The Microsoft response to this was written when XP was still in BETA, and you can read it here. The article says that older operating systems – Windows 2000, 98, 95 – used to write to the drive at different times, called a “caching policy”. The idea was that it could give the computer user more control by writing to the drive when the computer was less busy. And with previous versions of Windows we would see a warning that we did not safely remove the device. Kind of scary! This has been removed in XP because they got rid of the caching policy that delays writing to the drive. This is getting more technical than I thought it would, so I apologize for the jargon.

So what did we learn?

  1. If your device (hard drive, thumb drive, etc.) has an indicator that lets you know that it's just sitting there, idle, feel free to pull that USB cable with confidence. There's no harm.

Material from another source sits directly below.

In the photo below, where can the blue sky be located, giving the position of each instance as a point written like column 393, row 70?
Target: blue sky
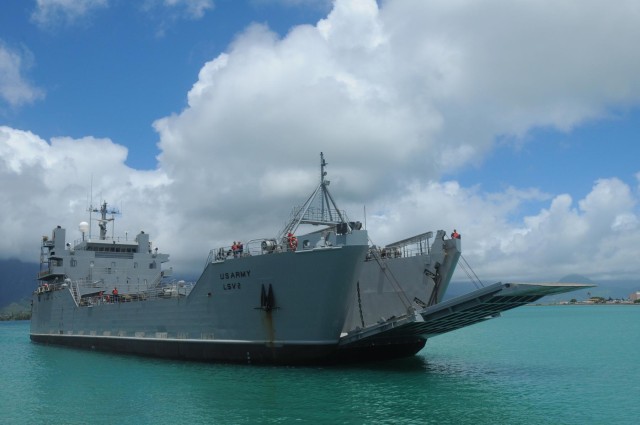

  2. If you need to unplug your device while it's busy, use the safely remove hardware icon to help you. Otherwise you risk corrupting the data, possibly making the drive unreadable. Bad for backups!
  3. Finally, it comes down to habit. If you've seen that warning about yanking out the USB cable (and once could be enough) you might be using the “safely remove hardware” icon to be safe and not sorry. And if you do, it won't hurt your device one bit.